OM1 expands real-world evidence in dermatology by launching a dataset for hidradenitis suppurativa

Written by Linda Essex

real-world evidence in dermatology

OM1 announces addition of a dataset for hidradenitis suppurativa to its dermatology network of enriched real-world data, expanding real-world evidence in dermatology. 

Real-world data (RWD) technology company OM1 has announced it has added an enriched real-world dataset for the chronic inflammatory skin condition hidradenitis suppurativa (HS) to its growing dermatology RWD network. Elucidation of real-world evidence (RWE) trends and insights from the dataset, developed from 26,000 medical records of people living with HS over a decade, has the potential to enhance patient diagnosis and treatment personalization and outcomes.  

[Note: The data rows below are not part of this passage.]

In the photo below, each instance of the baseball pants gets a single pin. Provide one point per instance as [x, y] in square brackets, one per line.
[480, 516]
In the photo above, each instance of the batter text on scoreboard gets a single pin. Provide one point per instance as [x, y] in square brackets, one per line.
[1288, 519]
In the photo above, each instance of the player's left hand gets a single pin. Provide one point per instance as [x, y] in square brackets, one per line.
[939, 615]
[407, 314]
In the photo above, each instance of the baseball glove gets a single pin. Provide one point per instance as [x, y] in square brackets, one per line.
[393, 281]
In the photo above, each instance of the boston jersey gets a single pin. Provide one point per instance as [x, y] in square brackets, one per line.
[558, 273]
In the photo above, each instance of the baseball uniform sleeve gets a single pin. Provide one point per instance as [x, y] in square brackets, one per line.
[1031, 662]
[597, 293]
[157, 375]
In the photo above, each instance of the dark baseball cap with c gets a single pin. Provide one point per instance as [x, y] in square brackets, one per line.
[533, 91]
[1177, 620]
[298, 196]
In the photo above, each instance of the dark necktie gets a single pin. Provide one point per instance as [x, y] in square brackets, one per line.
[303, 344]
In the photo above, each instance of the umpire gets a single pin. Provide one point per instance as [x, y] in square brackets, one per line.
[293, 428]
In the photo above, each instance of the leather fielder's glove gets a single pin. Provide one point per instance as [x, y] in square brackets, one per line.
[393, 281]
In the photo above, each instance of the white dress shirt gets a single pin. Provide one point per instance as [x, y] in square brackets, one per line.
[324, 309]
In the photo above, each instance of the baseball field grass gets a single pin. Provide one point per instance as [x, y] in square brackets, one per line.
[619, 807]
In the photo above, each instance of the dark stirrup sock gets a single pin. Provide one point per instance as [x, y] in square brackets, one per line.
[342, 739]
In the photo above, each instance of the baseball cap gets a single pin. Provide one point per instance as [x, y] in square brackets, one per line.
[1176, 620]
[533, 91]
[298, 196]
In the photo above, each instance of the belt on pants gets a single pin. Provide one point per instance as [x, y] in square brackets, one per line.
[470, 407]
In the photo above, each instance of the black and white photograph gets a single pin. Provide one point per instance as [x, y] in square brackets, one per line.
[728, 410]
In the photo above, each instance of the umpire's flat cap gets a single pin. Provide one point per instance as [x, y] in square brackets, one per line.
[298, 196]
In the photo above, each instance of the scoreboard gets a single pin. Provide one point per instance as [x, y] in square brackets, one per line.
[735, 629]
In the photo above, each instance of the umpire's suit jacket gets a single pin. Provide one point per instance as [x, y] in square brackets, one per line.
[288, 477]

OM1 has already established an array of industry-leading enriched real-world datasets across a diversity of chronic medical conditions. This latest addition of a HS dataset to its dermatology network closely follows the recent expansion of its mental health and neuroscience RWD network with the release of a curated dataset for Parkinson’s disease and, earlier in 2023, datasets for schizophrenia and bipolar disorder 

HS is a debilitating, chronic and recurrent inflammatory skin disease that has a profound effect on a person’s mental and social health. It is associated with multiple somatic and psychiatric comorbidities, such as obesity, anxiety, depression and polycystic ovary syndrome, and is frequently misdiagnosed, with sufferers sometimes living with the disease for over a decade before correct diagnosis.  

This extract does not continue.